These letters are notably different from FDA’s historic practice in that they were signed on behalf of George Tidmarsh, the Director of FDA’s Center for Drug Evaluation and Research (CDER), rather than CDER’s Office of Prescription Drug Promotion. According to the letters, the companies are required to correct the advertisements or provide the agency with adequate justification for their alleged violations, or else they risk escalated enforcement activity.

FDA Commissioner Martin Makary believes the agency’s enforcement drive is long overdue, according to an he recently authored. Makary blames the agency’s reduced oversight over the past two decades for unleashing a promotional “free-for-all” that has “distorted” the patient-doctor relationship and created an “increased demand for medications regardless of clinical appropriateness.” Makary pledged that the agency will now be taking a more proactive role in monitoring pharmaceutical advertising “across all media platforms.”

Many of the enforcement letters focus on the FDA’s approach to the presentation of the “major statement” about a prescription drug’s side effects, which must be presented in a clear, conspicuous, and neutral manner. Several letters highlighted FDA’s concern with attention-grabbing visuals and frequent scene changes that potentially distract from the major statement. One of the most common violations cited in the letters related to concerns about the presentation of efficacy, and FDA appears particularly concerned about visual presentations that may imply a higher or better quality of life than what patients using the drug could typically expect. 

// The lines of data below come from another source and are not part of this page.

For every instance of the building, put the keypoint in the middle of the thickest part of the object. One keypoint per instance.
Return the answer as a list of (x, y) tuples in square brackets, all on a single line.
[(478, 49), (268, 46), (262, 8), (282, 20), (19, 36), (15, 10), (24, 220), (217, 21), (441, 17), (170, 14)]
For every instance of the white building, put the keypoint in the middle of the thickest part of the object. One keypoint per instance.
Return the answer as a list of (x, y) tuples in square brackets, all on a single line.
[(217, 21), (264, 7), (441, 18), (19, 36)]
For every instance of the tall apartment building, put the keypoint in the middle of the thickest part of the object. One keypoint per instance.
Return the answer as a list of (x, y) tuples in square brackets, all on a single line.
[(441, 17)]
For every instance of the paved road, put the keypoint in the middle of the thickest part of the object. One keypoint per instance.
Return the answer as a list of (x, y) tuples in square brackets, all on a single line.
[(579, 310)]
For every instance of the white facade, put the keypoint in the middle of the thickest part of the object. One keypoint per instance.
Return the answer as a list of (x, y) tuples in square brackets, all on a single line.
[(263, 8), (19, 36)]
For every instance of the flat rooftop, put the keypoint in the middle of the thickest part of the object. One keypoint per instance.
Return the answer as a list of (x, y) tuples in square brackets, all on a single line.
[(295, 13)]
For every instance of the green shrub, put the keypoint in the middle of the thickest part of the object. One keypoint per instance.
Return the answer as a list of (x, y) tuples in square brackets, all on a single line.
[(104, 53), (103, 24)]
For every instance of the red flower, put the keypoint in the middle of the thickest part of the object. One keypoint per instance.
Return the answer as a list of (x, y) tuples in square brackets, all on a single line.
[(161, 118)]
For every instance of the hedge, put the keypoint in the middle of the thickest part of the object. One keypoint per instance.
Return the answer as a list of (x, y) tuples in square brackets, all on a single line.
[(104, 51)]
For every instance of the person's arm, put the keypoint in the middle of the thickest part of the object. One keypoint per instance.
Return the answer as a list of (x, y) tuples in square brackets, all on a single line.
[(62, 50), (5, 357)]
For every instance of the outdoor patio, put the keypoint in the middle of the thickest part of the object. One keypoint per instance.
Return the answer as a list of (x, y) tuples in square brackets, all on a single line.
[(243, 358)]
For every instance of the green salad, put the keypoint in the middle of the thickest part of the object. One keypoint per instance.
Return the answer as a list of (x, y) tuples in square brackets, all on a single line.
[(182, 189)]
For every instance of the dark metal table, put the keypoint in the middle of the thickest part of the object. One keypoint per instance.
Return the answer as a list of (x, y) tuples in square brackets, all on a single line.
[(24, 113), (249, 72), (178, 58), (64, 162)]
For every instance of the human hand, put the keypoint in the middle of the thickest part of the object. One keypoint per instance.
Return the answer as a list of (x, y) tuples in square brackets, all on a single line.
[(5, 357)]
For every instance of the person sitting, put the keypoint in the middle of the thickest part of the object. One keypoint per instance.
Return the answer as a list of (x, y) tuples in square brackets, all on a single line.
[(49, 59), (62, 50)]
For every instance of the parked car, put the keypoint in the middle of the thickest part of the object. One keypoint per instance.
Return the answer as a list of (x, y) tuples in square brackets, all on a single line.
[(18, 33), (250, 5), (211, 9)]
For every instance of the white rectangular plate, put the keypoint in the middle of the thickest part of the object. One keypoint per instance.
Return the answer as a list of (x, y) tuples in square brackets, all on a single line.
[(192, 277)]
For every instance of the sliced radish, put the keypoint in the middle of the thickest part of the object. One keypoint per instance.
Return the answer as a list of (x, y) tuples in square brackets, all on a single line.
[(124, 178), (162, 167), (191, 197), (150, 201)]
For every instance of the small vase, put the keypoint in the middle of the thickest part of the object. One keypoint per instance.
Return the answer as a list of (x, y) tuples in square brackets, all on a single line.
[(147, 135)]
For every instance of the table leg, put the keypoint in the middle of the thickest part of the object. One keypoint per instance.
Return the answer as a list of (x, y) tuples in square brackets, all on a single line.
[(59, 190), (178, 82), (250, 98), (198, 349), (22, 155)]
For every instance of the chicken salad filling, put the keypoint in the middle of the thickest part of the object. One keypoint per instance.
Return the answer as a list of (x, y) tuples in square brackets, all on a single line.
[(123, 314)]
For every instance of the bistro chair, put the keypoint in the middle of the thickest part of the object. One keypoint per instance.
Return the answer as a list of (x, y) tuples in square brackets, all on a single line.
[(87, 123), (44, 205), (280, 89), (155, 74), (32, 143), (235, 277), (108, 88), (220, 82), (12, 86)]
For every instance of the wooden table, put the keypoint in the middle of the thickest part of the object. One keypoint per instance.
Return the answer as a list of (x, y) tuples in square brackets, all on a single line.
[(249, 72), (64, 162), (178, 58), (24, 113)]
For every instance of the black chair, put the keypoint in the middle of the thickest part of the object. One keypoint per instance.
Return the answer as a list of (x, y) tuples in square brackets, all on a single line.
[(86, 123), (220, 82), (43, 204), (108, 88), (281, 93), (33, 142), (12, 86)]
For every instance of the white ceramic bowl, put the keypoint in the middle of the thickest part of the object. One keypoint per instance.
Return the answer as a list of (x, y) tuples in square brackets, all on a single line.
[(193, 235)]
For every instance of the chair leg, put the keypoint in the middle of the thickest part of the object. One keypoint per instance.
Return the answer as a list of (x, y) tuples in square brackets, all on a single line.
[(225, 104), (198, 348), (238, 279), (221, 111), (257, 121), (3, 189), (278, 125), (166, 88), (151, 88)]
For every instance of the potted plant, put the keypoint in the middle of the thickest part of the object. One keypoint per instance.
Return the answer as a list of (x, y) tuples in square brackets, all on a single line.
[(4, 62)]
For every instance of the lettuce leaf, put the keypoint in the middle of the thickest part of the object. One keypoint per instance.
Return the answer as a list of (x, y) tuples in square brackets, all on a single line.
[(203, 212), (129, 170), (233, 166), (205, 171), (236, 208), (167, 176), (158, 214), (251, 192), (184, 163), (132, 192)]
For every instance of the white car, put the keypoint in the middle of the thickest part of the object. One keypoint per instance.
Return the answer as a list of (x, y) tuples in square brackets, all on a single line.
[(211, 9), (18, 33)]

These targeted areas of enforcement are consistent with concerns that Dr. Makary raised in his article. According to Makary, “Misleading impressions come straight from the ads themselves: glossy scenes of patients laughing, singing, and dancing dominate the screen, while fine print races past with warnings about seizures, addiction, or even death. That is not fair balance—it is a distraction by design.”

FDA’s crackdown also included letters to a number of compounding pharmacies for the unlawful compounding of glucon-like peptide-1 (GLP-1) drugs and for misleading promotional claims that imply that the compounded versions are the same as an FDA-approved product when they are not.

For more on the agency’s actions, Manatt on Health subscribers can see the September 15 of Insights this Week.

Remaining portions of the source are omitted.